Por su parte, la también abogada querellante Myriam Bregman
calificó la actitud de Astiz como "una provocación". Astiz "es un
provocador profesional", agregó.
"Volver a matar", escrito por "Tata" Yofre, periodista y ex
jefe de la SIDE de Carlos Menem, "narra el inicio de la ‘guerra
popular prolongada’ que las organizaciones terroristas declararon a
todos los estamentos del Estado Nacional, bajo la inspiración del
castro-comunismo", asevera en su contratapa.
Astiz y otros 18 ex marinos comenzaron hoy a las 11.10 a ser
juzgados por 85 casos de personas que en 1976 y 1977 fueron
secuestradas, torturadas y desaparecidas en la ESMA.
En la primera audiencia estuvieron presentes 16 acusados que
arribaron esposados unos con otros. Adentro de la sala de
audiencias les liberaron las muñecas antes de que se sentaran en el banquillo, y a continuación los reporteros gráficos pudieron ingresar en tandas para hacer fotografías a los ex represores, ante lo cual una parte del público irrumpió en aplausos.

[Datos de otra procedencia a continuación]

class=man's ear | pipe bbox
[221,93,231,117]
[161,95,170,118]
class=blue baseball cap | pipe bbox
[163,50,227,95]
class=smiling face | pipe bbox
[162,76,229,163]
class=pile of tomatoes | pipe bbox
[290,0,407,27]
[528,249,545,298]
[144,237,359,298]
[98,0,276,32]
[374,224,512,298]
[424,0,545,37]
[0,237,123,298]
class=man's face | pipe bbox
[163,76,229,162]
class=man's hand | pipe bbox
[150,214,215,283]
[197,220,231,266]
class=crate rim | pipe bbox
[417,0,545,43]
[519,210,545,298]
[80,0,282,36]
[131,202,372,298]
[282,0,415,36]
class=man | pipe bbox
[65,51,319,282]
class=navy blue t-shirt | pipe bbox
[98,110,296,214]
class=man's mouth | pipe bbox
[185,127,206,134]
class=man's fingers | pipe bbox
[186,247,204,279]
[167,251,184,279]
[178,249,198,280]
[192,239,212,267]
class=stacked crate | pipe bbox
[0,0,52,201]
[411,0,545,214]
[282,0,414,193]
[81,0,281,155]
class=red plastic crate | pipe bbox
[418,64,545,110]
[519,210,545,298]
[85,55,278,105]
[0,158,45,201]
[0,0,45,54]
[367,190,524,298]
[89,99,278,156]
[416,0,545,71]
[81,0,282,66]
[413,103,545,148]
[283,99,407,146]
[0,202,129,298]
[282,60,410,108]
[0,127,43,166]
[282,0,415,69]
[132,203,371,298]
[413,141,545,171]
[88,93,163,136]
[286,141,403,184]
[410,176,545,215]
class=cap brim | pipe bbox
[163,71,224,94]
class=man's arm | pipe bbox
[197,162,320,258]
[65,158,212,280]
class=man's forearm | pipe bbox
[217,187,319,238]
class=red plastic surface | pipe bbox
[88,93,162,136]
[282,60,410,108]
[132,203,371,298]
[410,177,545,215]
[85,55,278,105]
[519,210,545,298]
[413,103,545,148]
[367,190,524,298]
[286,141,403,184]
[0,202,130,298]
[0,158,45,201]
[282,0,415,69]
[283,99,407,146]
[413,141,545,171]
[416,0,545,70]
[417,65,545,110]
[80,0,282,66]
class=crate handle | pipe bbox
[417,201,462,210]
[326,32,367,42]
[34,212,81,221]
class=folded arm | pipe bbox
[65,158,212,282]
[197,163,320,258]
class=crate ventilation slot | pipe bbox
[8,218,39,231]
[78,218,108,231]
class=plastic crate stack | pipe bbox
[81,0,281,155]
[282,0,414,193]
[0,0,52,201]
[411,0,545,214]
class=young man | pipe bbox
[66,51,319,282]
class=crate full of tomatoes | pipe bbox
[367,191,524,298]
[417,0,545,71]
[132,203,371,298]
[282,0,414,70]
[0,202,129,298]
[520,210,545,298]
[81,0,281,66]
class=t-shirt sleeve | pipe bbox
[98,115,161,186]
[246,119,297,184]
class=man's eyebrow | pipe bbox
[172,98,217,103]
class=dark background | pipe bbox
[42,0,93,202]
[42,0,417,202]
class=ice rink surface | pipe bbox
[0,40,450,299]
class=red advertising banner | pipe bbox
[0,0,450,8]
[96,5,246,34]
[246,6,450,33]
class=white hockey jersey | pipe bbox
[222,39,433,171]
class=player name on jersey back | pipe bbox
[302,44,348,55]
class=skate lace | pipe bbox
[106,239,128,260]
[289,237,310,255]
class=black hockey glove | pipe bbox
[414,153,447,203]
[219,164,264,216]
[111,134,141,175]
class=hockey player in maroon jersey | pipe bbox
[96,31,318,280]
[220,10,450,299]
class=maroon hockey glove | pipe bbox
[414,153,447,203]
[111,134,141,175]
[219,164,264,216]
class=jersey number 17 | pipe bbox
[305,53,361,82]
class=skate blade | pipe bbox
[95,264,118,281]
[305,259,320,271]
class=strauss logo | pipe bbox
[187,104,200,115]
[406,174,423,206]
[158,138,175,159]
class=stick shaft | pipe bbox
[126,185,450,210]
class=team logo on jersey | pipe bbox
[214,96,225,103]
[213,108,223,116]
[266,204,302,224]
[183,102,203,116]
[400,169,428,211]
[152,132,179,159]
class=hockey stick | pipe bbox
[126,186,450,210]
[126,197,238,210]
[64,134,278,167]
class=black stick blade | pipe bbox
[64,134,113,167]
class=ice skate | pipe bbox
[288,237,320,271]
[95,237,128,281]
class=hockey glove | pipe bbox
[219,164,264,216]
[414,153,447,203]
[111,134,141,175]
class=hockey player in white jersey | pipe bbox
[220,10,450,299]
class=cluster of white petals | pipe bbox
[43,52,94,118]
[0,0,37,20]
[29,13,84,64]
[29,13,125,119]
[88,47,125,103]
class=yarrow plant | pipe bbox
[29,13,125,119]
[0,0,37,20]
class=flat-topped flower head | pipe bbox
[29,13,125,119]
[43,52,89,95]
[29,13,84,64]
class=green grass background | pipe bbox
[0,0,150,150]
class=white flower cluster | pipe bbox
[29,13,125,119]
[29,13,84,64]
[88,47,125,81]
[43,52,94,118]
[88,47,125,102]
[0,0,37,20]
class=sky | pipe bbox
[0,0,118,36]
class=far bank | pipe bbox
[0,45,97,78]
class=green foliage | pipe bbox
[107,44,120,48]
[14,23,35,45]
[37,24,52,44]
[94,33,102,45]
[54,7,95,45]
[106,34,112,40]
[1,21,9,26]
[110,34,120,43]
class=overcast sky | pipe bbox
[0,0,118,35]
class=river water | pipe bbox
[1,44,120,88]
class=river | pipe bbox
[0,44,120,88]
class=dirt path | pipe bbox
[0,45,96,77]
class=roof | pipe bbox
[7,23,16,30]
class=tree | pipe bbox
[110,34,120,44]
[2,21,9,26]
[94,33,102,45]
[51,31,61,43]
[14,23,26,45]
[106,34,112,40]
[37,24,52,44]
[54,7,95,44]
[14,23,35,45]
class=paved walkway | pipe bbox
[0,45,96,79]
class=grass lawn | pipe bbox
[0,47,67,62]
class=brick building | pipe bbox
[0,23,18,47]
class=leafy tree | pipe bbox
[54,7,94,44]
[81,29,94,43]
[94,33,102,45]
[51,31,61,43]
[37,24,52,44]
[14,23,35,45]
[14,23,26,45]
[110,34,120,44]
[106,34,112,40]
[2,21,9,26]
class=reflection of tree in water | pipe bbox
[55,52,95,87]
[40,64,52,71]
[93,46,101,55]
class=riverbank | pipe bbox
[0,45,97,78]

En una primera fila estaban sentados Adolfo Miguel "Gerónimo"
Donda Tigel, Carlos Antonio "Tomy" Capdevilla, Jorge Eduardo
"Tigre" Acosta, Ricardo Miguel "Sérpico" Cavallo, Raúl "Mariano"
Scheller, Juan Carlos "Juan" Rolón, Pablo "Dante" García Velasco,
Astiz, Julio Coronel (Ejército) y Oscar Antonio Montes, en silla de
ruedas y canciller de la dictadura en 1977 y 1978. Y en una segunda fila, por detrás, se colocaron Jorge Carlos "Ruger" Radice, Antonio "Trueno" Pernías, Manuel García Tallada, Ernesto "220" Frimon Weber (policía), Juan Carlos "Lobo" Fotea (policía) y Juan Antonio "Piraña" Azic (prefecto).

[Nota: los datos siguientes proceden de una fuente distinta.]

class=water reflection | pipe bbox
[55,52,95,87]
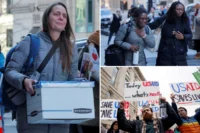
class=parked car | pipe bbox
[101,8,113,27]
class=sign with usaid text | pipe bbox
[137,99,160,115]
[124,81,160,101]
[100,99,130,120]
[170,82,200,105]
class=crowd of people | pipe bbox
[108,1,200,66]
[101,94,200,133]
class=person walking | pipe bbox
[149,1,192,66]
[108,9,122,45]
[5,2,78,133]
[114,8,155,66]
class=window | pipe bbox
[6,29,13,47]
[110,68,119,85]
[75,0,95,32]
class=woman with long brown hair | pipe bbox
[5,2,78,133]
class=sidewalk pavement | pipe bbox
[101,35,200,66]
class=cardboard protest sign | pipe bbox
[138,100,160,115]
[192,71,200,84]
[100,99,130,120]
[124,81,160,101]
[170,82,200,105]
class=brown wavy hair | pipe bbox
[42,2,75,72]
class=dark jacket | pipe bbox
[172,103,200,133]
[149,16,192,66]
[114,20,155,66]
[110,14,122,33]
[117,103,178,133]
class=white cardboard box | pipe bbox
[26,81,95,124]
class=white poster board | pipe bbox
[124,81,160,101]
[170,82,200,105]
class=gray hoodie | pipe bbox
[5,31,78,133]
[114,20,155,66]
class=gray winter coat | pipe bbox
[5,31,78,133]
[114,21,155,66]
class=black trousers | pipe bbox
[194,40,200,52]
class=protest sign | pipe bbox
[138,99,160,115]
[170,82,200,105]
[192,71,200,84]
[100,99,130,120]
[124,81,160,101]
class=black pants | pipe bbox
[194,40,200,52]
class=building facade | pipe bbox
[101,67,145,125]
[9,0,99,45]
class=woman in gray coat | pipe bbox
[5,2,78,133]
[114,8,155,66]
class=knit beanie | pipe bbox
[88,30,99,46]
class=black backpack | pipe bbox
[105,22,149,66]
[105,22,132,66]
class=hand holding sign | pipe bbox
[170,94,175,103]
[119,101,126,109]
[159,97,167,103]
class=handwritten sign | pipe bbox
[192,71,200,84]
[124,81,160,101]
[138,100,160,115]
[100,99,130,120]
[170,82,200,105]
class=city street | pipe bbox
[101,33,200,66]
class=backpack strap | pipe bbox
[23,34,40,72]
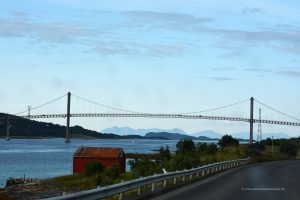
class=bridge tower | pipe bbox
[65,92,71,143]
[249,97,254,144]
[6,115,10,141]
[257,109,262,141]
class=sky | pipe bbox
[0,0,300,136]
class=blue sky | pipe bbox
[0,0,300,136]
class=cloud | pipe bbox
[244,67,273,73]
[95,41,186,57]
[0,18,96,43]
[211,76,235,81]
[242,7,264,14]
[211,67,237,71]
[276,69,300,78]
[122,10,215,25]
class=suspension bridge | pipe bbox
[0,92,300,144]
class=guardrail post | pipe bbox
[163,180,167,188]
[138,176,143,196]
[151,183,155,192]
[151,174,156,192]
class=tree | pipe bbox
[159,146,171,161]
[84,161,104,176]
[207,143,218,156]
[218,135,239,148]
[176,140,196,154]
[279,142,297,156]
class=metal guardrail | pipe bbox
[45,158,250,200]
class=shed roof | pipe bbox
[73,146,124,158]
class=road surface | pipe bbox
[152,160,300,200]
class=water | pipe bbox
[0,138,216,187]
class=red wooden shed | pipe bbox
[73,146,126,174]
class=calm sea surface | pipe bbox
[0,138,216,187]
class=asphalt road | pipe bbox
[153,160,300,200]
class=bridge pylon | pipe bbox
[65,92,71,143]
[249,97,254,144]
[6,115,10,141]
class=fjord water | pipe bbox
[0,138,216,187]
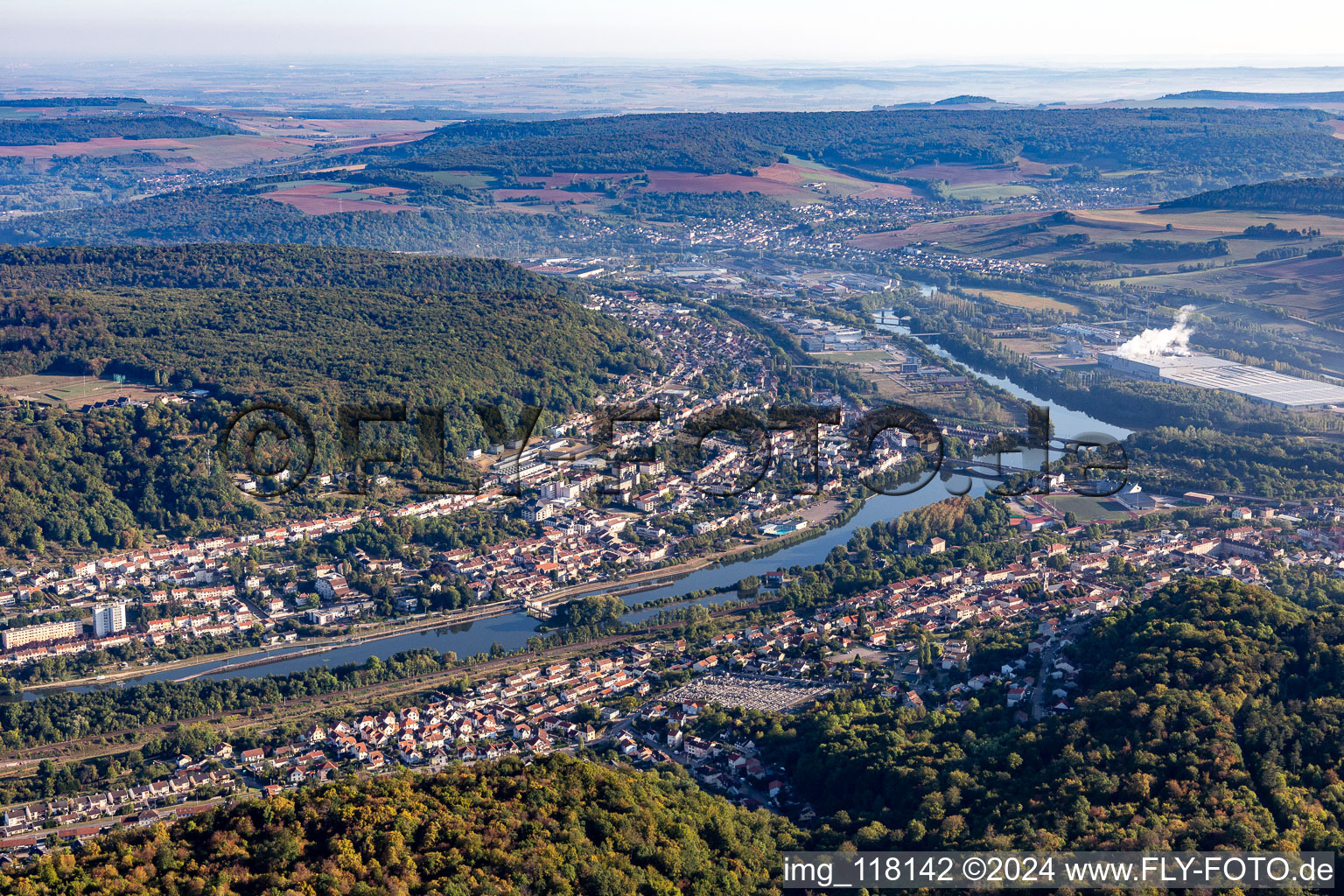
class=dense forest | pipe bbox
[0,246,649,550]
[1161,178,1344,215]
[711,579,1344,850]
[0,97,145,108]
[387,108,1344,178]
[1161,90,1344,103]
[0,116,236,146]
[0,756,800,896]
[0,187,605,256]
[0,246,650,415]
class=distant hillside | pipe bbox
[0,116,238,146]
[1160,90,1344,103]
[0,756,801,896]
[1161,178,1344,215]
[0,184,599,258]
[389,107,1344,180]
[0,97,145,108]
[741,579,1344,850]
[0,246,648,556]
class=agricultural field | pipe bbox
[850,206,1344,276]
[263,180,419,215]
[1036,493,1133,524]
[1108,256,1344,326]
[757,156,918,199]
[0,374,168,410]
[968,289,1078,314]
[948,184,1036,203]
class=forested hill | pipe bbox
[0,244,649,552]
[0,756,798,896]
[0,185,593,258]
[1161,90,1344,103]
[1161,178,1344,215]
[0,243,578,297]
[387,108,1344,178]
[0,114,238,146]
[0,244,650,415]
[711,579,1344,850]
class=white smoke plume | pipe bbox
[1116,304,1195,361]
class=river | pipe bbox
[24,317,1130,700]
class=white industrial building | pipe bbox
[1096,352,1344,410]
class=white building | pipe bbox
[93,603,126,638]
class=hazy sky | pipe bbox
[8,0,1344,66]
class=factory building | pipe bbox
[1096,352,1344,411]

Por problemas de salud no comparecieron a la audiencia otros
tres acusados: los marinos Néstor Omar "Norberto" Savio y el
penitenciario Carlos Orlando "Fragote" Generoso, cuyas ausencias estaban previstas, y Alberto Eduardo "Gato" González, que se conoció hoy.
El TOF 5 dispuso con carácter urgente que una misión del
Cuerpo Médico Forense se traslade al Hospital Naval y revise a
González, mientras las querellas pidieron que se les permita designar para esos estudios a peritos médicos de parte.
Todos los detenidos están presos en cárceles comunes, excepto Weber, Coronel y Montes, que gozan de prisión domiciliaria.
Luego comenzó la lectura del requerimiento de elevación a
juicio oral escrita por el fiscal de instrucción Eduardo Taiano, que
se extendió durante toda la tarde.
En la audiencia estuvo una veintena de familiares de los
represores, entre ellos la hermana de Astiz y el padre de Cavallo.
Ocuparon el mismo lugar asignado a la prensa en el primer piso de la Sala Auditorium de los tribunales de Comodoro Py 2002. En tanto, familiares de las víctimas y representantes de organizaciones de derechos humanos se ubicaron en la planta baja, junto a los jueces, las defensas, las querellas y los imputados, de quienes están separados por un blindex.
Los acusados, miembros del Grupo de Tareas 3.3.2 de la ESMA,
son juzgados por 85 casos de delitos contra la humanidad -tormentos y privaciones ilegales de la libertad-, entre ellos, los
secuestros y desapariciones de las Madres de Plaza de Mayo Azucena Villaflor, María Bianco y Esther de Careaga; el periodista y escritor Rodolfo Walsh y las monjas francesas Leonie Duquet y Alice Domon.
Por el campo de concentración de la ESMA se calcula que
pasaron unos de 4.500 prisioneros, que en su mayoría terminaron siendo arrojados vivos y dopados al mar desde los "vuelos de la muerte" de los aviones Electra de la aviación naval.